Of course, there is certainly a middle ground between these two extremes. But I feel speaking on behalf of most women, we prefer an intellectual seduction to marketed romance any day of the week. Roses and rings and diamond things make women feel special because the world ‘buys in’ to the beliefs that such things CAN make someone feel special. Of course, if we’re ‘buying in,’ then someone must be selling something, right? “Every kiss begins with…” (The letter ‘K’)? So obviously any jeweler with a name sounding like ‘K’ must mean you’re getting a big sloppy one for that. And women play along! It’s all roles. I swear, non-actors are the best actors in the world. They play the roles society dishes them just right.
And speaking of role playing, let’s get back to that intellectual seduction I was talking about. All women know who those men are. We talk about them, but most of them are our exes (who we dream of running back to) because most of them learned this ‘art of seduction’ from some negative source. I’m happy to answer your question, John, because we need more GOOD men who understand seduction and how beautiful it can be in a connection.
A woman knows seduction comes from a man’s insecurities and when it falls off after the honeymoon stage. He just wanted to get her and later informs her with actions and sometimes outright says that things are ‘different’ now (one man I was with, when I asked why things changed, told me, “It’s because I love you now, Anna”). My take on ‘love’ (not the romanticized idea of love, but actual love) is that it’s this deeply ravaging, undyingly passionate (because you keep creating the passion), comfortably challenging, ever-supportive, and fully accepting friendship that joins two people in a connection that offers a free environment for differences while maintaining open communication regarding said differences. It must be complete integration: fully linked, yet never enmeshed.
I digress, slightly but there is a reason: this is where the ‘intellectual seduction’ comes in. So what is this ambiguous seduction I keep speaking of? First, a few things about women and then I promise I will tell you.
- Women’s desire is born out of anticipation—the longer she KNOWS IT’S COMING but has to wait, the crazier (in a good way) she becomes. I’m talking in general, but this works on…every level. 🙂
- Women tend to be like a bud, it may take them a minute, but if the connection is there, they tend to open widely into a beautiful flower.
- Contrary to popular ideals, following the (certainly needed) feminist movements, women still want a man to ‘be a man.’ There’s a trend now in which guys seem to be prettier than women and little pre-teens are to blame (kidding, I love you guys, but you will grow taste when you’re older). Though this is #trending, I can speak for a lot of women when I say that we want our men in jeans and a T-shirt over scarves and fedoras (unless you live in Toronto or somewhere cold) any day.
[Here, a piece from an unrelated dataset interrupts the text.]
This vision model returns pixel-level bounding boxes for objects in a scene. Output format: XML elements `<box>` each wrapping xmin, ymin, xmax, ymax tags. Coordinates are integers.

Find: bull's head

- Lastly, most women I know—deep down—want to be the apple of their man’s eye. They always want to turn your head, even 10 years on. Secretly, they want you to know that every time they dress up, it’s really for you. They want you to want them, and the more you do, the more you will coax that beautiful bud that is a woman in all her femininity to continue to open up for you.
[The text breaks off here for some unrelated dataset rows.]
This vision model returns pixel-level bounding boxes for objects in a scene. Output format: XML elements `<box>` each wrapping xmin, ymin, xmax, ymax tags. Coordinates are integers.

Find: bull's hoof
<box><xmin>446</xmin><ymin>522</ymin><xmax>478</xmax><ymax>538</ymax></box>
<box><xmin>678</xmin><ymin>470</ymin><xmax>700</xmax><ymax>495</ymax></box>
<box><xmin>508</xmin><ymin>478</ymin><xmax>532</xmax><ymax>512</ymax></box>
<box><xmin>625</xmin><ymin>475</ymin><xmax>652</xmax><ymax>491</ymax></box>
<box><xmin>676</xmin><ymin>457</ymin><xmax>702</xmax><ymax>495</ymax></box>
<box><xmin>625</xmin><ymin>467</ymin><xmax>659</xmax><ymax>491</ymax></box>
Know the power of whispering in her ear something that’s only for her to know. Tell her “God, you’re the most beautiful thing I’ve ever seen in my life,” then go to the bathroom, get a drink (for yourself), and let it resonate with her (the bud is deciding if it should open just yet). You’ll know if you’ve intrigued her when you return.
Perhaps, then offer her a drink. Slow everything that you want down to a crawl—remember the anticipation is what gets us. We expect you to go right in for the kill so the ones we still dream of running back to are the ones who made us want them (a lot of times, sadly, due to their hang ups with women and not because they just want their woman to be happy). But, be the GOOD MAN that you are and steal some of their techniques whilst putting the right intention behind them.
Casual talk will lead somewhere naturally. Don’t try to force things in a certain direction. Remember, we’re shy and nervous, too. Everyone believes in this nasty word ‘rejection’ when in my opinion it doesn’t exist. Rejection is merely a difference in opinion. My opinion: you should like me. Your opinion: you don’t. Let’s agree to disagree and move on. Wouldn’t the world of romance be a lot less harrowing a place if we didn’t take things so personally? It’s hard, I know, but remember some things are good when they’re hard (yes, I just went there).
I once had a man tell me that he saw me and waited in the lobby on a pretend phone call just to share an elevator ride with me. I was in a rocky something with someone else at the time, but I took his number and told him that if things stayed on course, I may be calling him sooner rather than later. I never stopped thinking of him, and sure enough, three months later, at close of my former relationship, I reached out to him. It wasn’t that he was ‘my type’—or that I would have necessarily picked him out of a crowd—but his honesty spoke volumes to me. It told me I could be myself with this man even in a quick conversation while he held up an elevator full of people to catch my name. Openness breeds openness.
Going with the flow is something I feel men excel at. I feel men are these incredibly capable creatures when it comes to letting go, blowing off steam, and ‘dropping it.’ Women? Ehhhh, not so much. A lot of us need work on that area. We carry a lot for a lot of people and the ‘putting it down’ part can be difficult. Men can teach us this by the beautiful example they provide. But, forgive us for this little flaw—most of us don’t really care for the trait either. Your ability as a man to ‘go with the flow’ will speak volumes of you and add exponentially to your success with us. You may catch a woman who would be your woman on the absolute wrong day. You may not even know that, later, when we’re rehashing (oh yeah, we do that a lot), we may think about you and wish we weren’t so short. Again ‘rejection’ is merely a difference of opinion and sometimes it may just stem from bad timing. So go with the flow and stay open.
Now, once you have us in your deliciously strong grasp, it’s time to make us putty in your hands: intellectual seduction time. Women and girls have been told their entire lives that “men just want to get in bed with you.” We’re told that we have to wait. We’re shamed into the belief that we’re sluts if we don’t. We’re marked a ‘whore’ if we ‘want it too.’ Let’s get past all of that to science… WE WANT IT TOO, we may choose to wait (and that’s beautiful because choice is beautiful), but trust me, we want it. Knowing this is your power. The more you show desire, but hold yourself back the more you confuse and intrigue us in the best ways possible. SHOWING the desire is essential, it validates what we are secretly looking for, but then SHOWING RESTRAINT, stops us in our tracks. We weren’t looking for that. “Hmm…interesting…”
So connect the dots:
- Make your intentions known. And walk away (that’s important—remember the bud).
- Return with casual conversation enriched with honesty and no forced direction or aim (talk about something you know and love. Your passion for it may be intriguing and you may have that in common—if not the topic, then perhaps the passion).
- Revealing something about yourself like ‘Elevator Man’ revealed to me could have profound affects. It makes you human and we women tend to have BIG hearts for nurturing.
- Go. With. The. Flow. This quality will get you far and we will appreciate your nonchalance to our craziness (and so will you. Trust me.)
- Whisper sweet (and not-so-sweet) nothings in her ear. And once your in, take her out all night just so you can keep making her wait, whispering, “I’m going to (fill in the blank), the second we get home.” And, not just for the first six months, gentleman. Seal our fate to you by intellectually seducing us every day for the rest of our lives.